Summer Diary – Sport’s lacking in a personality of the year 2013
Thursday, 30th May 2013
Published: 30 March, 2013
by RICHARD OSLEY
REMEMBER last summer, the perfect summer, London’s glorious Olympic summer?
It’s becoming a hazy memory already, but think hard and you can still hear the BBC theme music.
Remember: We had that great opening ceremony (let’s not mention the closing ceremony) and won loads of gold medals and there were gold post-boxes for the winners to post letters in and Britain was brilliant and it didn’t matter that nobody could get a ticket and we all agreed to love Clare Balding for ever and it never rained and everybody looked sexy and the city’s car exhausts smelt like fresh jasmine and Danny Zuko got together with Sandy and it was all just perfect.
Well, back then, last summer, every time somebody won a gold medal, Gary Lineker would turn to the cameras and his eyes would bulge with excitement. Like clockwork, he and other BBC sports presenters, would say: “Sports Personality of the Year is going to be a cracker this year… it’s gonna take a week to get through it.”
As if that had been the ultimate goal of our Olympians and Paralympians from the start, as if their original masterplan had been: 1. Win gold 2. Get a knighthood 3. Advertise Shredded Wheat but most importantly 4. Win Sports Personality of the Year.
Yet we’ve had a football season in which English teams ducked the Champions League.
There’s been a dawning realisation that we only care about rowing and swimming once every four years. We’ve had Tom Daley’s Splash! gameshow. And now two days of a dismal French Open this week in which the Brits have bombed on the clay. Lineker should now be frank with us.
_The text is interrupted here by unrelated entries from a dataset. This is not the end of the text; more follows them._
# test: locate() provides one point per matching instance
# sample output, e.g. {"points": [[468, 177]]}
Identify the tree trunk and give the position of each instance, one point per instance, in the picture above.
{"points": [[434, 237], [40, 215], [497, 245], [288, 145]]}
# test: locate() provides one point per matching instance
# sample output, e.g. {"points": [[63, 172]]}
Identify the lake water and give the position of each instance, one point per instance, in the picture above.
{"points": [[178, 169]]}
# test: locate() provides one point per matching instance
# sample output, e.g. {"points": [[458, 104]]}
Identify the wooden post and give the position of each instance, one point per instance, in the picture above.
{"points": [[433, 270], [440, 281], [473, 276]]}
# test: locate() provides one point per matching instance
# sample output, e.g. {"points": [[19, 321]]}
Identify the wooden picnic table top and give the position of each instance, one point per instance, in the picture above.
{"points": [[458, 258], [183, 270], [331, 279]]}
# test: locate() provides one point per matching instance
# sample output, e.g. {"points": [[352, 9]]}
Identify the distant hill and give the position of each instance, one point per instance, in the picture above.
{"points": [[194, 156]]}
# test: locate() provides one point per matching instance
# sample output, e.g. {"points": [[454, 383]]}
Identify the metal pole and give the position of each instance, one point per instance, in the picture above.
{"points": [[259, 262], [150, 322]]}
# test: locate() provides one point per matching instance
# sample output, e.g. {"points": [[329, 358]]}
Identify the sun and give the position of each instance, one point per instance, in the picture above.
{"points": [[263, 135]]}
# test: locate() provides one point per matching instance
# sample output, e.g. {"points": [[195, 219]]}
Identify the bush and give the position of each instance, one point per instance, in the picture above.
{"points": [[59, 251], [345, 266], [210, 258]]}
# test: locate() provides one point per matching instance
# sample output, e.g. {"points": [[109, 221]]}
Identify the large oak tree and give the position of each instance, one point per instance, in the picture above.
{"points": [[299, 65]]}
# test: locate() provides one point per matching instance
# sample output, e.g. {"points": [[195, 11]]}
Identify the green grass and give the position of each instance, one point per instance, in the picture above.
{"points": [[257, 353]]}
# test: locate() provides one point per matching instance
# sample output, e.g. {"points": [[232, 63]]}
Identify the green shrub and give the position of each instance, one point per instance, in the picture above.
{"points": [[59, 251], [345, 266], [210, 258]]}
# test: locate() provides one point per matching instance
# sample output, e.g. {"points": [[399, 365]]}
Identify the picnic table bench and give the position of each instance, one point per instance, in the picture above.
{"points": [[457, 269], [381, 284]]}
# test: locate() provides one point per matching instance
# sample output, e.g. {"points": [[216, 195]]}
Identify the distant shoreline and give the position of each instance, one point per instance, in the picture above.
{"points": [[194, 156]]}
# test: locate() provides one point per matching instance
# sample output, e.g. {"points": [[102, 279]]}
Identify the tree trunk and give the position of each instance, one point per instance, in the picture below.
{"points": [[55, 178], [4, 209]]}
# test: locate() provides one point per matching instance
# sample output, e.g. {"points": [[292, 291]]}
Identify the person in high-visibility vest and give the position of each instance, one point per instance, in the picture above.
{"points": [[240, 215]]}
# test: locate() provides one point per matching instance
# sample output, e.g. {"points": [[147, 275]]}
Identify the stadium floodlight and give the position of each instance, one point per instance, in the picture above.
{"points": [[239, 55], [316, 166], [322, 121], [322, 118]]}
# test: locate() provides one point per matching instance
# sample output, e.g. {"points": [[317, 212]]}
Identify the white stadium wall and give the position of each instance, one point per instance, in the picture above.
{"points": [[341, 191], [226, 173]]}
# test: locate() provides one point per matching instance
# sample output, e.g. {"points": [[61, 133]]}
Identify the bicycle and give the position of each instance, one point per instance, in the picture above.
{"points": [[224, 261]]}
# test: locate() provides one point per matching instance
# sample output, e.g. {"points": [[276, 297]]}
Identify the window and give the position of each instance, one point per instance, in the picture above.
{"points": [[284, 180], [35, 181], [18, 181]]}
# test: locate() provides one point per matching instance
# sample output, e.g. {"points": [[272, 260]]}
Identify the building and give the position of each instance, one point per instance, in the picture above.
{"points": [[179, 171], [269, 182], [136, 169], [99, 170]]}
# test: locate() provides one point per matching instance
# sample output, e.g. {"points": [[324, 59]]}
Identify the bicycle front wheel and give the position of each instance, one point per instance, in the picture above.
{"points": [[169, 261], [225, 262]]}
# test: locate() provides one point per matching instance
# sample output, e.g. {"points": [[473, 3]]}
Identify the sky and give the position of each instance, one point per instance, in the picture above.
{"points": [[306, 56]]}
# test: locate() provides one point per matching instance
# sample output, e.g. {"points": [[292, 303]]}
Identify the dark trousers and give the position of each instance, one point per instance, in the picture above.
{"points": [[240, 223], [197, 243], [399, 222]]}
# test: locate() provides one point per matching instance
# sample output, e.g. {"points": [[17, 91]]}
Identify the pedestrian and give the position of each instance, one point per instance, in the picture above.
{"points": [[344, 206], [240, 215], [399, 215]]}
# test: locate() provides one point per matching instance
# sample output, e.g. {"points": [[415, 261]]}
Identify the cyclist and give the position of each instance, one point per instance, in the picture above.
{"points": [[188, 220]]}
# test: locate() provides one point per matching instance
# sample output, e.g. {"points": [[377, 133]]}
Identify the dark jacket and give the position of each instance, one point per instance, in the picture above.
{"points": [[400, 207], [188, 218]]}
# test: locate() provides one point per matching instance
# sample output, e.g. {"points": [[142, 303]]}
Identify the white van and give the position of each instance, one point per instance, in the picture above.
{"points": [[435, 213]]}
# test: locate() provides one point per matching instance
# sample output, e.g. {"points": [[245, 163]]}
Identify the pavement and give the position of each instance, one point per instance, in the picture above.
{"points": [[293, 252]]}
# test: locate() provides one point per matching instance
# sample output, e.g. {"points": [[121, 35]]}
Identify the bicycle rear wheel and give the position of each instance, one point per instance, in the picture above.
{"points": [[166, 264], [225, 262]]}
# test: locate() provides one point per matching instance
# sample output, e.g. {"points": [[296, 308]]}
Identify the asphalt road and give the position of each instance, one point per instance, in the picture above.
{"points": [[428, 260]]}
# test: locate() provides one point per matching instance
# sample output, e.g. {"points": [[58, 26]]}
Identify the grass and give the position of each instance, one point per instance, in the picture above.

He should turn to the cameras, perhaps put on that stern face he made when Gazza got booked in Italia ‘90, and say it: Sports Personality of the Year is not going to be a cracker this year.
Stay in school kids. Don’t gamble but if you stray into a bookmaker’s den this week you’ll see the current betting on the 2013 Sports Personality of the Year and it should shake us all.
Chris Froome is second favourite at around 7-1 on the expectation that he’ll win the Tour de France. Alastair Cook is 8-1. Jessica Ennis is around tens and Ronnie O’Sullivan 16-1.
After that, you are looking at David Beckham (20-1) for retiring well and Gareth Bale (20-1) for qualifying for the Europa League. They are slim pickings.
But who is leading the market ahead of Froome, the current favourite among the number rollers? Andy Murray, at 2-1.
The guy’s bad back has meant he’s not even playing in arguably the most thrilling Grand Slam event this week in Paris. It shows how much we are all banking on our ONE tennis player to do something historic at Wimbledon.
What a shower. We are pinning our hopes on one guy, Muggles, and his tennis racquet.
The Olympic year was meant to be a gateway to neverending sporting success. Lord Coe said we “did it right”. Twelve months on, we are struggling badly to find heroes.